What city would I live in?
How could I survive these deaths of who they are
of who i am?

I taped too many photos, probably 15, to the wall
in that final semester photography exhibit
fluff, filler, plus the necessary ones float in my memory today
a photo of my brown shoes in autumnal leaves, my bright blue
geo storm with the hot pink stripe parked in my childhood home driveway
the golden angel from our Christmas tree, my husband and I now put it on ours
The one with my slightly smiling mom in her white lace top and zebra print overshirt in Old Mesilla in Las Cruces. 
At 22, I was sometimes critical of her aging body and my own even then. 

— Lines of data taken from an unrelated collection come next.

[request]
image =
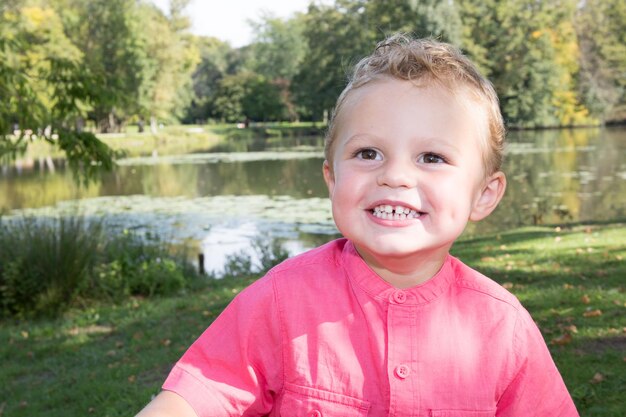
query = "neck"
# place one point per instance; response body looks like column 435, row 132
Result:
column 405, row 272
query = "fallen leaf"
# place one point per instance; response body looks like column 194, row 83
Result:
column 564, row 339
column 597, row 378
column 592, row 313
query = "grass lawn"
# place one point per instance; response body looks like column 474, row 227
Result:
column 108, row 360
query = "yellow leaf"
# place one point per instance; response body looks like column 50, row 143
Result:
column 597, row 378
column 592, row 313
column 564, row 339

Today, I am proud to use this striking solo image of my beautiful mom in our book of poetry
alongside the one of me holding her hands tight on our back porch in Alamogordo,
my dad must have held my camera - he must have been jealous at times over our bond.

I know now, 46, the first photo of the little girl was the story of me, her, she was and is
 everything
secure in the spot of openness and surrounded by thoughts of how to maneuver danger
disturbed yet serene and grateful
how much life can a child hold on her shoulders 
letting go over decades, always returning to the rocks?